Tuesday, 18 April 2017

What is XML?

  Ø  What is XML?
·         XML is the eXtensible Markup Language.
XML
·         Became a W3C Recommendation in 1998.
·         Tag-based syntax, very much like HTML.
·         We get to make up our own tags (or we can use an existing tag set to solve a particular problem).
·         Foundation for several next-gen Web Technologies like XHTML, RSS (Blogs), AJAX, Web Services.
·         XML does not replace HTML.
  Ø  What does XML do?
·         XML is used to structure and describe information.
·         Intended to be used with the Internet.
·         XML can be used as a way to interchange data between disparate systems.
  Ø  Related XML Technologies:
·         XPath:
ü  eXtensible Path Language.
ü  Used to extract data from inside an XML file.

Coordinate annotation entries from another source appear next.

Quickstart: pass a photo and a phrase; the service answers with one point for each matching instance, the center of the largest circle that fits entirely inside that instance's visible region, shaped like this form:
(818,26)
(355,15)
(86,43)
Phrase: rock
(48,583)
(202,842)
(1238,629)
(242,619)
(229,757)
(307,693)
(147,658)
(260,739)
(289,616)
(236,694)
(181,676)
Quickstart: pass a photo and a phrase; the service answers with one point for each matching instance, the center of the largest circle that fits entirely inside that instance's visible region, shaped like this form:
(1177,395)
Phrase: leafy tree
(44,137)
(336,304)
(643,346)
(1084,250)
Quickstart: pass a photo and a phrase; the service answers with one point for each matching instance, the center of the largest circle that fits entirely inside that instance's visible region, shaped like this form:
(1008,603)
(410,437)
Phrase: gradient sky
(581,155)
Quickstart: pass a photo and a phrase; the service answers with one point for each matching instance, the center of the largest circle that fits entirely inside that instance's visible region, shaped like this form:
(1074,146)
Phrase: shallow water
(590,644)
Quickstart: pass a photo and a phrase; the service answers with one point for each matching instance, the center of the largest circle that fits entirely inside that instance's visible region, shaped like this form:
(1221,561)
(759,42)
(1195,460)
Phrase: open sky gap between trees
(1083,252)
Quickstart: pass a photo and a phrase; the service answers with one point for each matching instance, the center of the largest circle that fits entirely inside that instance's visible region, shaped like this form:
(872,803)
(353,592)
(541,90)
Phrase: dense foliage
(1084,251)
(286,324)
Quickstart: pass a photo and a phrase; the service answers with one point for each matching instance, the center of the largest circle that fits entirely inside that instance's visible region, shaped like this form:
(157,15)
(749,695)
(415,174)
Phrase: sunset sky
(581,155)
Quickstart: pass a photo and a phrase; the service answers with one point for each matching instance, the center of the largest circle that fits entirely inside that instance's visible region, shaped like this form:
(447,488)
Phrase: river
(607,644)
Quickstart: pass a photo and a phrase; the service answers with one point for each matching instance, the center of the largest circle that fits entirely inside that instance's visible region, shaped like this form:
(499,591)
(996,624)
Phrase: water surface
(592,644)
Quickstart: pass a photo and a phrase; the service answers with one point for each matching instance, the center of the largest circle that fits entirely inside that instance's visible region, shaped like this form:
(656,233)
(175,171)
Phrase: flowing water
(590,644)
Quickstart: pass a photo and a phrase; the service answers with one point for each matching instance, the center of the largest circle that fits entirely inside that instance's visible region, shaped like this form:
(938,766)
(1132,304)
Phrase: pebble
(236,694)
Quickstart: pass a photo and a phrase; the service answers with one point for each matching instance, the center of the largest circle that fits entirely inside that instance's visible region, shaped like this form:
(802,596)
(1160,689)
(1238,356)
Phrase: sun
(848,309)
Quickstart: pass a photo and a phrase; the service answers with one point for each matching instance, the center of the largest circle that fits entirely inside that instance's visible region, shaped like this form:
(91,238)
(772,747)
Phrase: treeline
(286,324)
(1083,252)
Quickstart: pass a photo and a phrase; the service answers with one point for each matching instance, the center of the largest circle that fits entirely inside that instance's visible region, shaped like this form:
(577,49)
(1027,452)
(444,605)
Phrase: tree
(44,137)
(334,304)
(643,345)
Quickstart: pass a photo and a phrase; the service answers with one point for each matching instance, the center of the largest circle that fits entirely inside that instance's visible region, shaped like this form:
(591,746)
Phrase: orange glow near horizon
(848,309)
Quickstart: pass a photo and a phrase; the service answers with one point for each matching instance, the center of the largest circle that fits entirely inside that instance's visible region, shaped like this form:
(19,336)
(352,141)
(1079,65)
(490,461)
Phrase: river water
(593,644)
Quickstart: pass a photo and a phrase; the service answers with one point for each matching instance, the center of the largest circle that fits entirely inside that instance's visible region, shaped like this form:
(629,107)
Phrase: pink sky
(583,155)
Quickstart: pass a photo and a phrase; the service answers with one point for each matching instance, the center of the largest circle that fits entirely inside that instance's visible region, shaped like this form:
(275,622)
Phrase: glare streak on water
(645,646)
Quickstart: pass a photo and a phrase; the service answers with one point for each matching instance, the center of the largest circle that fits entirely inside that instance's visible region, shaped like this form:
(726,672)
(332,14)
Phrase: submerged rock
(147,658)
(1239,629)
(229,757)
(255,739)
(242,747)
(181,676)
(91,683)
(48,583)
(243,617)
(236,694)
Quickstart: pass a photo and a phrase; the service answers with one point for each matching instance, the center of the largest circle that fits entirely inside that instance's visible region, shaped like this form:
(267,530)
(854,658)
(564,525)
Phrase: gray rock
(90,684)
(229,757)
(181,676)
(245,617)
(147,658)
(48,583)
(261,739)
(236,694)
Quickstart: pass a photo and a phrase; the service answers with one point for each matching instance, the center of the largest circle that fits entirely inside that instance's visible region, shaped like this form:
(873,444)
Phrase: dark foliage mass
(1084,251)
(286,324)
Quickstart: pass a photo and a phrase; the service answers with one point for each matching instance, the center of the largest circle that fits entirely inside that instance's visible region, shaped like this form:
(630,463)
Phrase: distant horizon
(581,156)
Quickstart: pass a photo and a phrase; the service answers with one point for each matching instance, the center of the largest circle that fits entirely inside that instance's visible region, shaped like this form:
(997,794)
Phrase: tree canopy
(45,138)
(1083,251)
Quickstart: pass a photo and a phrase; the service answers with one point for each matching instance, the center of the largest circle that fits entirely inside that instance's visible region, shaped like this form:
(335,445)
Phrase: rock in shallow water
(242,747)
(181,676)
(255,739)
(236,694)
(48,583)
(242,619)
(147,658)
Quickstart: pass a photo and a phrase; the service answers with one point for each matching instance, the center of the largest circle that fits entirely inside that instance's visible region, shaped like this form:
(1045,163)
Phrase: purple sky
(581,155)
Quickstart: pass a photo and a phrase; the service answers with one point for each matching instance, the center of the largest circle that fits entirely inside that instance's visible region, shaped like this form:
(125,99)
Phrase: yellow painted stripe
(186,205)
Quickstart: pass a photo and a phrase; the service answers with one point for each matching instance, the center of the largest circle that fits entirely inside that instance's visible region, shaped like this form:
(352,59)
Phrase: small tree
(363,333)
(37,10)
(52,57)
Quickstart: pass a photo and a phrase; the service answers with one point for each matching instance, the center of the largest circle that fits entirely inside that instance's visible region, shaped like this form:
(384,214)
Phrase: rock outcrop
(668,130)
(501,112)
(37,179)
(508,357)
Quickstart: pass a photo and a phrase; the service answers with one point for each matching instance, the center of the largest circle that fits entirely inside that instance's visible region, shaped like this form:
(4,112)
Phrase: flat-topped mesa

ü  Uses a path-like syntax, similar to directory or folder paths like “drive:/folder/folder/file”
·         XSLT:
ü  eXtensible Stylesheet Language Transformations.
ü  Styling language that takes an XML file and “transforms” it into  something else, like HTML, PDF, ASCII, or even another XML file.
·         XQuery:
ü  Used to perform query functions on XML data, similar to SQL for databases.
·         XPointer and XLink:
ü  Used for creating hyperlinks to XML documents and arbitrary points within XML documents.
  Ø  Example: Describing Information
·         Typical Information found on a business card:
Santosh Tewari
(415) 555-4567 (mobile)
(800) 555-9876 (work)
(510) 555-1234 (fax)
imstkgp@gmail.com
·         Same business card data, expressed in XML:
<BusinessCard>
            <Name>Santosh Tewari</Name>
<phone type=”mobile”>(415) 555-4567</phone>
<phone type=”work”>(800) 555-9876</phone>
<phone type=”fax”>(510) 555-1234</phone>
<email>imstkgp@gmail.com</email>
                        </BusinessCard>        
  Ø  Advantages Of XML:
·         Content is kept separately from any notion of presentation.
·         Information can be easily read and understood.
·         Specific tag sets that target specific problems can be easily created.
·         XML is an open format that can be processed by any XML aware application, like a browser, word processor, spreadsheet, etc.
·         XML data can be exchanged between systems that were designed to do so.
  Ø  Disadvantages Of XML:
·         XML is not especially good at handling very large amount of data.
·         XML can quickly become more difficult to read if a lot of information is included in one file.
·         Certain types of data (images, other binary data) are not represented well in XML.
  Ø  Proper XML Syntax:
·         All XML documents have a single root tag.
·         XML documents must be “well-formed”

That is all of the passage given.